Costume? Check! Candy? Check! Annoying spooky sounds CD played on incessant loop? Check! Guess we’re ready for the Halloween party, right?
Hm. Our party needs something else. It’s fine as it is, but it’s just fine. What can we do to make our Halloween party more memorable?
Got it! Halloween games! Now, I know what you’re thinking - they take too long, too many pieces, too complicated for parties. Well, let me elaborate. There’s tons of tabletop games out that break those expectations into pieces. They’re easy to learn, quick to play, and inject a surprising bit of thrill and excitement into any get-together. And, fortunately for the season, a huge number of them are suitably spooky! Let me show you some:
First let’s chat about one of the fastest, simplest, and most exciting of spooky games out there. Zombie Dice has rules that are easy enough to pick up just by watching others play. And since players are using the dice one at a time, people can drop in and out whenever they feel like.
The game is a nice, straightforward push-your-luck game. Players are zombies, and the dice represent the humans they’re chasing to “acquire” juicy, succulent brains. When a player rolls, the dice results show how many brains they got, adding to their score - or how many humans fight back. Take too many hits, and you bust and lose all your brains.
And that’s it! Zombie Dice works great as a filler game while waiting for friends to arrive, and is simple enough to add your own house rules - perfect for your graveyard get-together.

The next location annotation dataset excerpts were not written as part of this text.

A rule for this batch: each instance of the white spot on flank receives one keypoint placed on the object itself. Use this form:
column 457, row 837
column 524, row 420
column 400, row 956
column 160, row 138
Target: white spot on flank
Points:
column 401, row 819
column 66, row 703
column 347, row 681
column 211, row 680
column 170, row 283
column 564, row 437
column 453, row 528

Werewolf is the seminal social-deduction game played at parties, conventions, and wherever large groups of people meet. With just a few cards and a player acting as moderator, Werewolf can be one of the most intense game experiences in the world. Players use deceit and deduction to help their team prevail - even if they don’t know who their teammates are.
The original Werewolf requires a large number of players to play, starting at 7 or 8, and a player to act as host and moderator. As an alternative, One Night Ultimate Werewolf is excellent - it requires only a few players, and has an app instead of requiring a moderator. While not as intense as the original Werewolf, One Night is much more accessible.

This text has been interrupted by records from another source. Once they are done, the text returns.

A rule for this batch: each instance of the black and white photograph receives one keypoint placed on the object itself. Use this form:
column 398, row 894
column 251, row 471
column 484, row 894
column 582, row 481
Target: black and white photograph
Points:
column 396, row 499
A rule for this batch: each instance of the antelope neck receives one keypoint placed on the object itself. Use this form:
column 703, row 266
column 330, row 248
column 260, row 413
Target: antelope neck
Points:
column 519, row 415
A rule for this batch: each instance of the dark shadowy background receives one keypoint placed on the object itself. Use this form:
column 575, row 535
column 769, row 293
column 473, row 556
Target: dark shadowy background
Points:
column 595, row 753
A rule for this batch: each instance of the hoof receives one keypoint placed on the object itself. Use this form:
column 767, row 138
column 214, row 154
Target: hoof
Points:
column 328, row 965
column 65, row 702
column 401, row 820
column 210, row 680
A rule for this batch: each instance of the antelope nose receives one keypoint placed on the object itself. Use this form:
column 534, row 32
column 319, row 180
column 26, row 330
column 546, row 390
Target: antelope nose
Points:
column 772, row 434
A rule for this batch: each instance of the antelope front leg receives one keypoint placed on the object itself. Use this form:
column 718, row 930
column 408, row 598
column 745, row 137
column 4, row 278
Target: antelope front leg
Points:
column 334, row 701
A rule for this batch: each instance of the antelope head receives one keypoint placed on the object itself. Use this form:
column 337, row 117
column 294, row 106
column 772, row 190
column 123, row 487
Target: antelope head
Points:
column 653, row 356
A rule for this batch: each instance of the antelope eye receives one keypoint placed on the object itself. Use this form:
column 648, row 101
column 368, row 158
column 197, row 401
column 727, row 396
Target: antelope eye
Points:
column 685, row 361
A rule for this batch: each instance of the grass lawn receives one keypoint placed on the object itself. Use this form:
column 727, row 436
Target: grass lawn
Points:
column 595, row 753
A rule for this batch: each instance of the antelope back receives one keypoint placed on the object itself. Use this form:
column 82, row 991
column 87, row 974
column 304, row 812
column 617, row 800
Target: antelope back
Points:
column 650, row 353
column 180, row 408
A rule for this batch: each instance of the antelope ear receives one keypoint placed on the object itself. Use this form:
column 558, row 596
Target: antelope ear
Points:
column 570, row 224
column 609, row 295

The original Love Letter is a fast, exciting “micro game” that packs a lot of fun into 15 minutes and 16 cards. It inspired game designers to develop the microgame genre with clever, elegant little games. Lovecraft Letter redesigns Love Letter with larger, nicer components and a few additional rules to add more depth to the game. And, of course, themes of insanity and mind-breaking monsters crank up the Lovecraftian lunacy!
Tiny Epic Zombies
The Tiny Epic series of games are an intriguing bunch. They aim to take large board game experiences and scale them down to something more approachable. Tiny Epic Zombies, in this case, tackles the dungeon-crawler genre, and condenses all the scenario-driven fighting and exploring into a pocket-sized box.

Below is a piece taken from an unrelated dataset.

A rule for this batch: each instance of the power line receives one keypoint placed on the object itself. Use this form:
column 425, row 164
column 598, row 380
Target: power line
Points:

Also scaled down, too, is the play time and complexity. Tiny Epic Zombies gives players all the thrills of a bigger, 2+ hour game of Zombicide into 45 minutes. It’s a fantastic middle ground that can please both gamers and Halloween enthusiasts.
Kids on Bikes
For a twist, let’s recommend a role-playing game - although not one as big and complicated as Dungeons and Dragons. Kids On Bikes is a light, story-driven RPG heavily inspired by a Halloween classic, Stranger Things. Players are, as you might have guessed, kids on bikes, who take on spooky mysteries plaguing Smalltown, USA. The game focuses on developing a setting and getting to the action as quickly as possible, with a streamlined RPG system that’s light and thematic.
Escape From the Aliens in Outer Space
Lastly, let’s talk about a game that takes scary to a new level. Escape From the Aliens in Outer Space (or, EFTAIOS) exquisitely exploits the fear of the dark. Players are all on a space station on self-destruct, and must make their way to the escape pods as quickly as possible. One problem - there aren’t enough escape pods. Oh, and also, some of the humans are actually predatory aliens.
Players navigate their own map of the space station to get away in time, or to chomp on a human. They must call out their location as they move, but a drawn card tells them if they can lie about their location for this turn. Can you get to an escape pod quickly enough? Or can you fool a human to let them come to you? EFTAIOS is tense, quick, and exciting, giving an experience rare in tabletop games.